In 1984, the country's first underground railway service -- that runs from the city's north to the south -- was inaugurated here by then Prime Minister Indira Gandhi.
After missing several deadlines, the much-awaited East West Metro Railway -- a part of which when fully commissioned would constitute India's first under-river train line -- would begin commercial operation on Friday over a truncated 4.88 kilometer stretch linking six overground stations -- Sector V, Karunamoyee, Central Park, City Centre, Bengal Chemical and Salt Lake Stadium stations.
Goyal said the full 16.6-km stretch is likely to be completed in two years, but bottlenecks have to be cleared for that.
"The entire stretch from Sector 5 to Howrah Maidan is likely to be completed in two years, provided bottlenecks affecting the route are cleared through local support," he said, and mentioned that over Rs 6,500 crore has been spent on the project so far.
In a veiled dig at the state's Trinamool Congress government on the delay in the project, Goyal said: "Though the work started in 2009, it was stalled from 2012 to 2015 on the pretext of route realignment.. it caused cost escalation."
The construction resumed after then Railways Minister Suresh Prabhu took care of the realignment.
Goyal said the services would go up to the Phoolbagan -- the first underground station on the route by October.
He also called for more cooperation from the state government for solving land issues so that the other Metro railway projects got on to the fast track.

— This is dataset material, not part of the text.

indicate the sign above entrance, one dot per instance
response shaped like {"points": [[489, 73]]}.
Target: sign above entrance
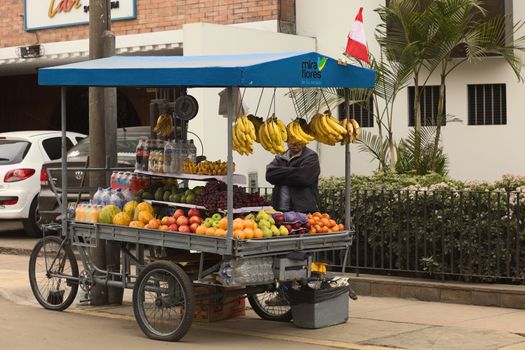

Metro general manager Manoj Joshi said that the East-West Metro will carry seven to eight lakh passengers daily, when it is fully complete.
Kolkata Metro Rail Corporation Ltd is the implementing agency of the project, which is technologically analogous to the Eurostar (connecting Paris and London) and bridges the twin cities of Howrah and Kolkata.
It has been planned to drastically cut down travel cost and time, almost by an hour and a half.
Out of the total 16.6 km, 5.8 km is an elevated corridor and 10.8 km will run underground. The 520-metre twin tunnels under the river are part of the underground stretch.
Once commissioned, one would travel more than a 10-storeyed building below the water surface for almost half a kilometre across the 460-metre-wide Hooghly.
Progress of the metro construction was hampered in August due to an aquifer burst in central Kolkata during the tunnel boring work.